01/2007; 32(12):2020-5. DOI: 10.1007/s00134-006-0358-4
To identify the proportion of critically ill patients able to consent to participation in a randomised controlled trial (RCT) and to assess to what extent patient consent and relative assent processes could be conducted according to ethics committee permission.
Descriptive study nested in an RCT.
Fifty-six UK intensive care units participating in the PAC-Man trial.
First 500 patients consecutively enrolled into PAC-Man.
The outcome measures were patient consent and/or relative assent. Of the 498 patients included, 13 (2.6%) provided consent before randomisation. Of the remaining 485 patients, relative assent was obtained for 394 patients (81.2%), and refused post-randomisation for 3 patients (0.6%). No relatives were available for 15 patients (3.1%), and it was unclear from documentation whether relative assent had been obtained for 73 patients (15.1%). Of the 482 patients who did not provide consent prior to randomisation, 188 (39%) survived. Of these, 175 (93.1%) gave retrospective informed consent, six (3.2%) refused, and seven (3.7%) did not regain mental competency.

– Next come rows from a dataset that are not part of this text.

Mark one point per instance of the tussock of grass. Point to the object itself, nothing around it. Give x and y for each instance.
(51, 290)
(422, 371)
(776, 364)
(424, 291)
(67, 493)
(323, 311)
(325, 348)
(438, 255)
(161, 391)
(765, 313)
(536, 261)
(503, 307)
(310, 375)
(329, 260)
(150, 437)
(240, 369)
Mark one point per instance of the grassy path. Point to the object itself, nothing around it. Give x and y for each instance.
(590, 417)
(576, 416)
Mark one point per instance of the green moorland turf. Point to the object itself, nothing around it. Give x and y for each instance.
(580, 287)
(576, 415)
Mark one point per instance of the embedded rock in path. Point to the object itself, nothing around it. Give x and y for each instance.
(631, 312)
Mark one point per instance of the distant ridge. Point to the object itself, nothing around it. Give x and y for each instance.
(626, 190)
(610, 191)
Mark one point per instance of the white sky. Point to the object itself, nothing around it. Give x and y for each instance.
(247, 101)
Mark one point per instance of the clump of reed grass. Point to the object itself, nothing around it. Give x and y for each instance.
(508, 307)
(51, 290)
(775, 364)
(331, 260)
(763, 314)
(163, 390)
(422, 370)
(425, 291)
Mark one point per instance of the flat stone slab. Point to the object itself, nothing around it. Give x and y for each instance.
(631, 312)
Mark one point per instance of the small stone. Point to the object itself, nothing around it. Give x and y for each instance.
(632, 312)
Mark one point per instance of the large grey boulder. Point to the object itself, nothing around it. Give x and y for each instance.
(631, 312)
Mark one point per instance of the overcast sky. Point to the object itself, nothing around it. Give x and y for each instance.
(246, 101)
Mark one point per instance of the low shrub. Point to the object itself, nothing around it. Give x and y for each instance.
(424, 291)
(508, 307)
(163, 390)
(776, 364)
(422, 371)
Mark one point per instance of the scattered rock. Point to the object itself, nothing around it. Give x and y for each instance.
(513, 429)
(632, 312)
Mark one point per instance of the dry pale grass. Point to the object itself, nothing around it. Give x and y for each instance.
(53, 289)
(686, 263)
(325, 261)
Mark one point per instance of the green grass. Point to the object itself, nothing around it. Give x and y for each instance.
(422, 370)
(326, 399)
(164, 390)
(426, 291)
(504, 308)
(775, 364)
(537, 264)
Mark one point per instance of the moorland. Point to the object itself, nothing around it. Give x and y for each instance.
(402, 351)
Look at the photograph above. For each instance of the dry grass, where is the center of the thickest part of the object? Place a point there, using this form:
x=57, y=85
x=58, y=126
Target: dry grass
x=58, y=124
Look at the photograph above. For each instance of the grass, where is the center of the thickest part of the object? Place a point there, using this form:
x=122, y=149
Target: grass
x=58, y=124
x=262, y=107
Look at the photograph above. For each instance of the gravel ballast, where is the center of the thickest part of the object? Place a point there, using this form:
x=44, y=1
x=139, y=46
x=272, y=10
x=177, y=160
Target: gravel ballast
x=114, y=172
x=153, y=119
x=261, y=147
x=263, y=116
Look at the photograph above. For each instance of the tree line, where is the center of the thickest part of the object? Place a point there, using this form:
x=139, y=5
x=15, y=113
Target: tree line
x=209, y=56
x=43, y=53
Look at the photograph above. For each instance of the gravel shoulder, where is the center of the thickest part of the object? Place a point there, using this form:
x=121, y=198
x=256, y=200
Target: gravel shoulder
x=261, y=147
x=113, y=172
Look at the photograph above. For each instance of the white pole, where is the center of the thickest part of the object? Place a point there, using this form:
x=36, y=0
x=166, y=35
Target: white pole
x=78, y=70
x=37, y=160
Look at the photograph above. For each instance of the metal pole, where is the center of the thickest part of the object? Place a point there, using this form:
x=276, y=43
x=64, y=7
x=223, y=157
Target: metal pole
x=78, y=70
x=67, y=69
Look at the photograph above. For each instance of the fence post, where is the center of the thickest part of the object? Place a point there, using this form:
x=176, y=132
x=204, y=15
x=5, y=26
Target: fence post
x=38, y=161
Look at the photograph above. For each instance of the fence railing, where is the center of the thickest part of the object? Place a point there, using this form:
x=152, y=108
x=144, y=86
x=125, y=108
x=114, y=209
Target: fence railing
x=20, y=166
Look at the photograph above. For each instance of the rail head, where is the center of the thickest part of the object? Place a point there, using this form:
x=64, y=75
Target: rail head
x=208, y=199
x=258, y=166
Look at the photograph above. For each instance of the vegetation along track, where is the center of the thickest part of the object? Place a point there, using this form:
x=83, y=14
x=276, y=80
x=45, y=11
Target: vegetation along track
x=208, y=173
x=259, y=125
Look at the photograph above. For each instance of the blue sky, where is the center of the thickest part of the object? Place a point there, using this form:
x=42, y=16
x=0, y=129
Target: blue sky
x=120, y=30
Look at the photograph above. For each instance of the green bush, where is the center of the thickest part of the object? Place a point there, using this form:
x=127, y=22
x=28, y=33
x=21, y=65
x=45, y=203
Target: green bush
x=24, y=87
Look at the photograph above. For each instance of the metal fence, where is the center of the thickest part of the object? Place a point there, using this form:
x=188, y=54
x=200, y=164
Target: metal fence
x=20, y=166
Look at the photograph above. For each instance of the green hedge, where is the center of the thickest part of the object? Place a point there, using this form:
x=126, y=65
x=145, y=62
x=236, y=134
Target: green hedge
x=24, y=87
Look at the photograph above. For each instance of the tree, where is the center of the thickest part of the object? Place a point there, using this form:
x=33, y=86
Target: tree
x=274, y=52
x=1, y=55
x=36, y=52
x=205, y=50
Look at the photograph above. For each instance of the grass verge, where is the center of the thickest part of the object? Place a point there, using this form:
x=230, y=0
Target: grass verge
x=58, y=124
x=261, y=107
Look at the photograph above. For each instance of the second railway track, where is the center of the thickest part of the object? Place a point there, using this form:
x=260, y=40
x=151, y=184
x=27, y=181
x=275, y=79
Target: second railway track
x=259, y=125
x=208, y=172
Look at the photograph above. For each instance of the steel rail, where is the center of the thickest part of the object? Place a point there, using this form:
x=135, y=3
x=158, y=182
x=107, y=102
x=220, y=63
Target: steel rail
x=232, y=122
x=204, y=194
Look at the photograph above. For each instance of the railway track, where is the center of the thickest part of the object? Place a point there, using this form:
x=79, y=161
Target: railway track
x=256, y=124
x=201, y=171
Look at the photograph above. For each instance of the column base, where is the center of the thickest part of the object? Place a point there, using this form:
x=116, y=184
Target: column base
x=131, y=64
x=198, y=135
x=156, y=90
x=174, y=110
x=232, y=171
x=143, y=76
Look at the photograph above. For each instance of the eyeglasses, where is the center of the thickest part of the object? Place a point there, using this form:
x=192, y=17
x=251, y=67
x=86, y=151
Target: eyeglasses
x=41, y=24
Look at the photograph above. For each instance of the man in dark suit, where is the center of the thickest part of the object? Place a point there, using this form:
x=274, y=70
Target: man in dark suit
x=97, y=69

A very small proportion of patients were able to give consent before randomisation. Due to the high in-hospital mortality (60.6%), only around one third of the remaining patients could provide consent retrospectively. This study demonstrates difficulties experienced in obtaining consent from critically ill patients to participate in medical research and raises important issues about the ethical basis of the consent process in critical care.